You've refined your problem some more in the comments. To be more specific, you have a DAG with all edges flowing away from the source $s$ and towards the sink $t$ (that is, all edges are on a path from $s$ to $t$). You want to find the minimum cut between two pieces of the DAG, where the first piece is connected to $s$, and the second connected to $t$. For this problem, a variation of the standard linear-programming algorithm for MIN-CUT works, even with negative edge weights.

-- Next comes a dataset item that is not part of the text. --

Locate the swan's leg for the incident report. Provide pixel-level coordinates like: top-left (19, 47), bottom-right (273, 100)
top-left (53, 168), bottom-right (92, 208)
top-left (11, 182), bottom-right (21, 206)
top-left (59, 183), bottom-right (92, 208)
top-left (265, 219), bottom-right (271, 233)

We use the same notation as in Wikipedia. The cost of edge $(i,j)$ is $c_{ij}$. We put a potential function $p_i$ on each node, and let $d_{ij} = p_i - p_j$. The LP is
$$ \begin{align*} \mathrm{minimize\ } & \sum_{(i,j) \in E} c_{ij} d_{ij} \\
\mathrm{subject\ to\ } & \ \ \ d_{ij} = p_i - p_j \ \ \forall (i,j) \in E \\ &\ \ \ d_{ij} \geq 0 \ \ \ \ \ \ \ \ \ \ \ \, \forall (i,j) \in E \\ & \ \ \ p_s\, = 1 \\ & \ \ \ p_t \, = 0 \end{align*} $$
These equations guarantee that $0 \leq p_i \leq 1$, since every vertex is on some $s$–$t$ path. Similarly, since $d_{ij} = p_i - p_j$ is non-negative, the potentials on any path from $s$ to $t$ are decreasing. We still need to show that there is an optimal solution to the LP with all $p_i$ either $0$ or $1$. This follows from the fact that the value to a solution of the LP above is the expected value of the cut $C_w$, where $w$ is chosen randomly in $[0,1]$, and where cut $C_w$ is obtained by putting all vertices $i$ with $p_i\geq w$ in the first set of vertices, and all vertices with $p_i < w$ in the second set.